The search for effective sleep remedies can be a long, arduous one – especially if you’re heading down the herbal or natural route.
That’s not to say herbal sleep aids aren’t effective – they can be incredibly helpful for helping you get to bed – but there’s going to be some experimentation involved.
It’s also important to note from the start that it’s unlikely a single herb or natural solution will be able to entirely solve your night time issues.
Instead, think of the following eight herb-based remedies as something to be taken as part of a healthier lifestyle, or new sleeping arrangement.
Try each solution around three hours after eating, and in a relaxed environment (no TV, no radio, no blaring lights) before bed, and monitor the results for yourself.
Let’s dive in.
Chamomile has built up a common reputation over the years as being linked with sleep – when you think chamomile, you picture a steaming mug of tea and some cartoon Zs.
There’s some truth to those images – chamomile tea or extract can be great for calming nerves, and relaxing; two of the key players in insomnia’s night time stage play. Chamomile oil can also be used to infuse bath water, which has the added benefit of being an already relaxing, soporific ritual to begin with!
The valerian plant (particularly its root) is often recommended by doctors as an effective remedy for those suffering from insomnia.
Valerian can come in a variety of ways, but the most popular sleeping solution is probably valerian capsules which can be taken four at a time, for adults, around an hour before you head to bed.
As a bonus, valerian manages to create that drowsy feeling needed for a decent sleep, but without any lethargic after effects. However, it does come with a particularly stinky drawback if you decide to use valerian extract/oil/tincture – you’ve been warned!
Lavender is pretty much the poster boy/girl of sleep aid aromatherapy (using plant oils, extracts and scents to encourage psychological results, such as anxiety relief and drowsiness).
Some studies carried out into the effects of lavender and its smelly benefits displayed not only that subjects were more drowsy and susceptible to sleep, but also that their mood improved, resulting in a contented feeling – exactly what you want for a great sleep!
A simple little DIY trick is to create a ‘sleep sachet’: fill a small fabric bag with dried lavender flowers and perhaps some extract/oil, and place it under your pillow at night.
Once looked upon as some majestic cure for all of man’s ails – lemon balm has been used throughout the ages as a solution to problems ranging from breathing difficulties to wild animal bites.
It remains relevant in more modern times by acting as a calming solution to anxiety and depressive symptoms which are often a cause of insomnia.
That said, too much of the balm has been shown to actually enhance feelings of nervousness, so it’s important to get the right amount.
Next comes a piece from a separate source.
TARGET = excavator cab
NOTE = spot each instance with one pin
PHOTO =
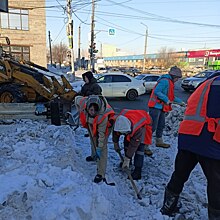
(25, 81)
The recommended method is to add some dried balm or fresh balm into a mug of tea (2 tbsp of dried or 8-10 of fresh balm), and drink before bed.
Start small and work your way up to the perfect dose for you.
No doubt the first thing you’re thinking is ‘beer’, and how countless other sleep articles have warned you to avoid alcohol at all costs when it comes to curing insomnia. However, hops themselves can be fantastic for combating restlessness and anxiety and are widely available in a variety of forms.
Much like lavender, hops can be used via a scent sachet, as an additive for tea or even taken straight – around 30 to 120 milligrams is recommended.
This being said, hops contain some natural steroids, so very young children and pregnant women should avoid them in favour of something else.
Passion flower is a popular solution to that feeling of not being able to ‘shut your brain off’ when trying to get to sleep. It can help to increase the brain’s GABA level (which lowers the brain’s activity) so as to calm the mind and encourage a quiet night.
This one can be taken in larger doses, and with frequent use throughout the day if you find the effects aren’t helping right away.
This might seem like a strange one; you’ve probably never fallen asleep into your bowl of salad before.
That said, wild lettuce is a recognized mild sedative which can be taken by anyone, of any age, to help with insomnia. It is also used for calming headaches and joint pain; issues which can play their own part in sleep disruption.
Usually this is ingested through the tincture, with a few (three to four) drops a couple of times a day.
St. John’s Wort
Who is St. John and why is his wort so healing? We honestly don’t know. What we do know is that while it might have a disgusting name, this herb has been used as medicine since ancient Greece and is still popular today as a natural remedy for sleep.
It has benefits ranging from helping with mild insomnia all the way to regulating imbalances in brain chemistry.
That said, this herb can increase sun sensitivity of the skin when taken, so be wary of too much direct sunlight during periods of use.